“I know it,” says I. “Men was cheaper than any other breed of blood-hounds the planters had employed to hunt men and wimmen with, and more faithful.”

“Yes,” he said. “It was doubtless a case of clear econimy.”

And says I, “The laws have been changed to benifit whisky-dealers.”

“Wall, yes,” he said. “It had been changed to enable whisky-dealers to utelize the surplufus liquor they import.” Says he, gettin' kinder animated, for he was on a congenial theme,—

“Nobody, the best calculators in drunkards, can't exactly calculate on how much whisky will be drunk in a year; and so, ruther than have the whisky-dealers suffer loss, the laws had to be changed.

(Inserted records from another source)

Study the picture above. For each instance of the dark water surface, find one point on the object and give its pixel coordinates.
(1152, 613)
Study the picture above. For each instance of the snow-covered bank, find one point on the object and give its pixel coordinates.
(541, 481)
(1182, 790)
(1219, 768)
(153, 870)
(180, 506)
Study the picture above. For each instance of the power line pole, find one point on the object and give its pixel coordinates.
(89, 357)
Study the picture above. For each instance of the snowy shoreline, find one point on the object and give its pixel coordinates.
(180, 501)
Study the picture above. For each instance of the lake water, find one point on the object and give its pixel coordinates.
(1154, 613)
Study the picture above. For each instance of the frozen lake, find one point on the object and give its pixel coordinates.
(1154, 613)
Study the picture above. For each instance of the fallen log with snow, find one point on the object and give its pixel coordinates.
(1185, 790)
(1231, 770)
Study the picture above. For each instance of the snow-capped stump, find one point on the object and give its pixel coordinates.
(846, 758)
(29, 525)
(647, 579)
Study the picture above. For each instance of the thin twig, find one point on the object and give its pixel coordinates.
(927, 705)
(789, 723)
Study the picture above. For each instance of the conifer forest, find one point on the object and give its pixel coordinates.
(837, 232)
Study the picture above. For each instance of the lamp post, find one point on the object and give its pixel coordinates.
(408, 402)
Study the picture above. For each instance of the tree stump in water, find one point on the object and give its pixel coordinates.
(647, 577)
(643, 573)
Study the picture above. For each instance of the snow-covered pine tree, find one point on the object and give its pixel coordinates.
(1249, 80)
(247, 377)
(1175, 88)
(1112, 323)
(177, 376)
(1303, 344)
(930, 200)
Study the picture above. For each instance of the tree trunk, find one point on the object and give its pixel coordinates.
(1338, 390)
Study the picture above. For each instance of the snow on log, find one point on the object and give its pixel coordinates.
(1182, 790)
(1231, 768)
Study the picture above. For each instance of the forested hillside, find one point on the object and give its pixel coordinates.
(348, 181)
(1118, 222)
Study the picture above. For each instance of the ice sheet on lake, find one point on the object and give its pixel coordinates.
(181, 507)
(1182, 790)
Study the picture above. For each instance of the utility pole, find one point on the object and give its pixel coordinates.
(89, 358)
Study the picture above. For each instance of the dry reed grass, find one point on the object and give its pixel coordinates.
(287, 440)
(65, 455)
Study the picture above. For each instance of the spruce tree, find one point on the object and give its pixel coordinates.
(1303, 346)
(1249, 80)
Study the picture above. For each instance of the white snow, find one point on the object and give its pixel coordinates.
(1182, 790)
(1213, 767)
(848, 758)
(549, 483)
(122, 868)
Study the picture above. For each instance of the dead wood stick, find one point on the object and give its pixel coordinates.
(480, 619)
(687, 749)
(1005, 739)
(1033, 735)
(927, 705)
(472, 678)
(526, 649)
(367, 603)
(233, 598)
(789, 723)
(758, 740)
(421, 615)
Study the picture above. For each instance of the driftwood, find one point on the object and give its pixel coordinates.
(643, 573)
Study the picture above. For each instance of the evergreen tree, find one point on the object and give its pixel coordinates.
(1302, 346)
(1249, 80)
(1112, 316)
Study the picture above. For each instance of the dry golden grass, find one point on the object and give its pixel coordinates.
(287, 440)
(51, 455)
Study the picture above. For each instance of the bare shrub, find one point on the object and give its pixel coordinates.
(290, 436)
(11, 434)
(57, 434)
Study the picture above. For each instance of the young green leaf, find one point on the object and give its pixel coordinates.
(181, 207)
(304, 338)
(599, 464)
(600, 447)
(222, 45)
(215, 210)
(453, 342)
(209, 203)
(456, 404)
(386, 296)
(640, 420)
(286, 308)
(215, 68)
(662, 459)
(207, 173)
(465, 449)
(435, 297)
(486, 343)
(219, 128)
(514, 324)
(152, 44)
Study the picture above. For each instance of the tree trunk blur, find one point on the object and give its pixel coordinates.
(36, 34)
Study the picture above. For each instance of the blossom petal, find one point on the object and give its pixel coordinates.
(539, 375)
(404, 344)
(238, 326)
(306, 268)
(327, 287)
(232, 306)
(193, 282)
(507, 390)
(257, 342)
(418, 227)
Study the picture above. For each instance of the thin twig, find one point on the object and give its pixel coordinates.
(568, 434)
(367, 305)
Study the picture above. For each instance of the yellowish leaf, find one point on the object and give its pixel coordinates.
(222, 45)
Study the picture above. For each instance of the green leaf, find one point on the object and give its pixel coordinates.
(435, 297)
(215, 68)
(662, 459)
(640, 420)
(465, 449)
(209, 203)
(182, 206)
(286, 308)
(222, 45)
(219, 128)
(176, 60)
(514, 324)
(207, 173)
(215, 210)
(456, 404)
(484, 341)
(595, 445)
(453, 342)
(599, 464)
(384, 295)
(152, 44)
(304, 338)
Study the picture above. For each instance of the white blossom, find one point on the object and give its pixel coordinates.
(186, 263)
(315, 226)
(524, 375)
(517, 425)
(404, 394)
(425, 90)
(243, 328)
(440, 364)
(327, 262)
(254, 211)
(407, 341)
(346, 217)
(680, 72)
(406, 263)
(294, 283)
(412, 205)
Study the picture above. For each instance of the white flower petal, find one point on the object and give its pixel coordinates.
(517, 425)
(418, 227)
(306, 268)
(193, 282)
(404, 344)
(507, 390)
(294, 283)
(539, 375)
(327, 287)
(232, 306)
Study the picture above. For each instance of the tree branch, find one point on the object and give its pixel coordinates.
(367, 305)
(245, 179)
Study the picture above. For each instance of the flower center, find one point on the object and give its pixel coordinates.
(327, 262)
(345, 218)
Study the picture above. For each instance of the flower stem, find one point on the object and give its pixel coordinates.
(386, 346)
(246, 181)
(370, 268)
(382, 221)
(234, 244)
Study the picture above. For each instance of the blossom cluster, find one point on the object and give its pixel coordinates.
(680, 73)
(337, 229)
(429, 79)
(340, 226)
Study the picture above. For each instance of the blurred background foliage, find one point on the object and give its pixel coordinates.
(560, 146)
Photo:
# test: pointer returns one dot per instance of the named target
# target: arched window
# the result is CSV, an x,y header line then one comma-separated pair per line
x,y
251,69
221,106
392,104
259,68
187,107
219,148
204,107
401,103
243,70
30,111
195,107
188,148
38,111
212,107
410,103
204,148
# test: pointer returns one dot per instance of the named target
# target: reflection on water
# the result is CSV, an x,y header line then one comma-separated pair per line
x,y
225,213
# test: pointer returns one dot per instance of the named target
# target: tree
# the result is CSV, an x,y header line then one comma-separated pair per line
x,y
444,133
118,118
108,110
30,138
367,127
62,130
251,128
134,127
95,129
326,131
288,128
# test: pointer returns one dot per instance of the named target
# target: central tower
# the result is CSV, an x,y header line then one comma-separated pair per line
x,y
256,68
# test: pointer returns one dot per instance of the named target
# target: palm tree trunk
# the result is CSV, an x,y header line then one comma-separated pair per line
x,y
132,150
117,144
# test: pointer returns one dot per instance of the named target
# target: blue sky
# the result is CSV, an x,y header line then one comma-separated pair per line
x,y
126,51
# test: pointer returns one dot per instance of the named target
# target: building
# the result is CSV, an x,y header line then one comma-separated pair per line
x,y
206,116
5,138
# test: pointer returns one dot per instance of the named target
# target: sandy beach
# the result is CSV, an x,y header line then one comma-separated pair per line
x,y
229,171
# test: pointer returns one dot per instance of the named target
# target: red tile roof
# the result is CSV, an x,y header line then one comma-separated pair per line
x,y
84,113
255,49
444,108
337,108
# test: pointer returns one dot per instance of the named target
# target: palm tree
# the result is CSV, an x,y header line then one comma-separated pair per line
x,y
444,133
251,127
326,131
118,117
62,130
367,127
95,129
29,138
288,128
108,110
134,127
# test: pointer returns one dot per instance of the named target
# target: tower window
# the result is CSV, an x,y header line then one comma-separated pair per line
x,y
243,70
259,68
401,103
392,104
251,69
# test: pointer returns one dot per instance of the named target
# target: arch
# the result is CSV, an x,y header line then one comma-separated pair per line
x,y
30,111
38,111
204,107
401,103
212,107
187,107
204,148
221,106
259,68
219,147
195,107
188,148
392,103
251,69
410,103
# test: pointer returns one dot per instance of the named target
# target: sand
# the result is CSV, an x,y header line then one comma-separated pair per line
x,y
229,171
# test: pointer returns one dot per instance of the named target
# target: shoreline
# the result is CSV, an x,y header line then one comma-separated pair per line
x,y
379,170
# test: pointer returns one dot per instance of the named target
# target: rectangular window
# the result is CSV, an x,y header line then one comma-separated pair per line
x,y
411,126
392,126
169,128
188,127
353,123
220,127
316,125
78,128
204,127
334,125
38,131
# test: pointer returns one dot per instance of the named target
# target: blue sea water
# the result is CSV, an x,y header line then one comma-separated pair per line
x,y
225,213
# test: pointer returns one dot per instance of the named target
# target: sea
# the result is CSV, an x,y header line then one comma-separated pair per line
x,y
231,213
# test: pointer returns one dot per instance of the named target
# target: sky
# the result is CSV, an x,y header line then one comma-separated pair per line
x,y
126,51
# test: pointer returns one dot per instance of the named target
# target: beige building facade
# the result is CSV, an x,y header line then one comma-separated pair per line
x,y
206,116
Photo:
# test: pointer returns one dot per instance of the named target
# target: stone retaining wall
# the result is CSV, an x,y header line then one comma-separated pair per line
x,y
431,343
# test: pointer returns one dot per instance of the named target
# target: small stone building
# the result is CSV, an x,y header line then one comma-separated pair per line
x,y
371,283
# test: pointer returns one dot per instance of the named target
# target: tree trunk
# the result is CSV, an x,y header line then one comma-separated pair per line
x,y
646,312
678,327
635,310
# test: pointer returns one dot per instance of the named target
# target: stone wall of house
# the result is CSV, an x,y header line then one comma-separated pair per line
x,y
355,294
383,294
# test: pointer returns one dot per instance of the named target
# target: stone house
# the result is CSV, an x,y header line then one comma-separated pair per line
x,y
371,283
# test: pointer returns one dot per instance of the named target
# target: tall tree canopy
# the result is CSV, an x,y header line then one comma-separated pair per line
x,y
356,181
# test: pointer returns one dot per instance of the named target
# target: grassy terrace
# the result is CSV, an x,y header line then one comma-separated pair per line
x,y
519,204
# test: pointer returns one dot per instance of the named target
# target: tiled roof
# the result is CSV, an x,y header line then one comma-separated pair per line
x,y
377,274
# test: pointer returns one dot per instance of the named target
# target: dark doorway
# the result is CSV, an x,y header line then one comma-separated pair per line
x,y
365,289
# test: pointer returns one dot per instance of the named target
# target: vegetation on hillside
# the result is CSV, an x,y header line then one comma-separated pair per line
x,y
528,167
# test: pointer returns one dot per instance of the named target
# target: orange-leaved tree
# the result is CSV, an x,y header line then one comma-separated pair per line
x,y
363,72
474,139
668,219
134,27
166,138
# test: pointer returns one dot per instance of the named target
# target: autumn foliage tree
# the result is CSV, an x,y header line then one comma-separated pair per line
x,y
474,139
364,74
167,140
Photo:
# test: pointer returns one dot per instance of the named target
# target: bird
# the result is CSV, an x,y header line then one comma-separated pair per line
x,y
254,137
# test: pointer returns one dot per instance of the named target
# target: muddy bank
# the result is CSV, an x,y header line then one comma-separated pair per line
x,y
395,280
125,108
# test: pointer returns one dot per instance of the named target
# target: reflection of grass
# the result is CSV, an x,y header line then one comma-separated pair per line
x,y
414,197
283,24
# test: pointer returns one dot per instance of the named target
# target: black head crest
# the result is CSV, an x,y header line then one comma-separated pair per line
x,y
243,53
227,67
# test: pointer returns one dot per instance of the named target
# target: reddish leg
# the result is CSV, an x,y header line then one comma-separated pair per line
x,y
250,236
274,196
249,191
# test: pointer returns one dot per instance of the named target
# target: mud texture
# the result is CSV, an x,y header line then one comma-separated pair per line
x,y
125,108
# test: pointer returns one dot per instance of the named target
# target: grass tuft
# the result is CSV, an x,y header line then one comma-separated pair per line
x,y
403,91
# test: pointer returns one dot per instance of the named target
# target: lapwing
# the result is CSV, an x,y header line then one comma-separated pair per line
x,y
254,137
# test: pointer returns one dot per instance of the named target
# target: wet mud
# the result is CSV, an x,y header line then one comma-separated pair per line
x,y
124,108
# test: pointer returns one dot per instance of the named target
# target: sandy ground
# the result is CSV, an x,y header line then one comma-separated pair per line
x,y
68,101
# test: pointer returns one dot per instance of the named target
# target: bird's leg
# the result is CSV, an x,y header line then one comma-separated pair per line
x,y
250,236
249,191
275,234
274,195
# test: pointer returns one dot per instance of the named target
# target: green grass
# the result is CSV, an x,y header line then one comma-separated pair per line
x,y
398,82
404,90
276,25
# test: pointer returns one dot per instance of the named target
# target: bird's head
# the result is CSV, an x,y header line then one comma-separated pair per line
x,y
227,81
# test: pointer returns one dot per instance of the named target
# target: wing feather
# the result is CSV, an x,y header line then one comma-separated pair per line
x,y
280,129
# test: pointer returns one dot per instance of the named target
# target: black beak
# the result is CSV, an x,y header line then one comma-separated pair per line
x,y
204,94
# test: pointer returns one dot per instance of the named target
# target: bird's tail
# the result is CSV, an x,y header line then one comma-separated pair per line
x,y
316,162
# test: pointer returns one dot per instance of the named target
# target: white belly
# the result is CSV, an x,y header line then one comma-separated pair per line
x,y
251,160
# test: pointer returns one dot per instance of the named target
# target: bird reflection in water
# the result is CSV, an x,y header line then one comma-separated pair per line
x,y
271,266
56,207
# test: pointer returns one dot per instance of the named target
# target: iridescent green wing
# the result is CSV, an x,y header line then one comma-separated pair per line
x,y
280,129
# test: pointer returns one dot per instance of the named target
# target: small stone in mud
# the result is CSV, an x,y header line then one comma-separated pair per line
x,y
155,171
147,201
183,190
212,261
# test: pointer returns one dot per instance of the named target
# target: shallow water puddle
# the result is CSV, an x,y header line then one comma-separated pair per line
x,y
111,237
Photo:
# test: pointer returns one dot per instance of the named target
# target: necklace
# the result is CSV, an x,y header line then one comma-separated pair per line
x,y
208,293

“And then,” says he, growin' still more candid in his excitement, “we are makin' a powerful effort to change the laws now, so as to take the tax off of whisky, so it can be sold cheaper, and be obtained in greater quantities by the masses. Any such great laws for the benifit of the nation, of course, would justify a change in the Constitution and the laws; but for any frivolous cause, any trivial cause, madam, we male custodians of the sacred Constitution would stand as walls of iron before it, guarding it from any shadow of change. Faithful we will be, faithful unto death.”

Says I, “As it has been changed, it can be again. And you jest said I had convinced you that Dorlesky's errents wus errents of truth and justice, and you would love to do 'em.”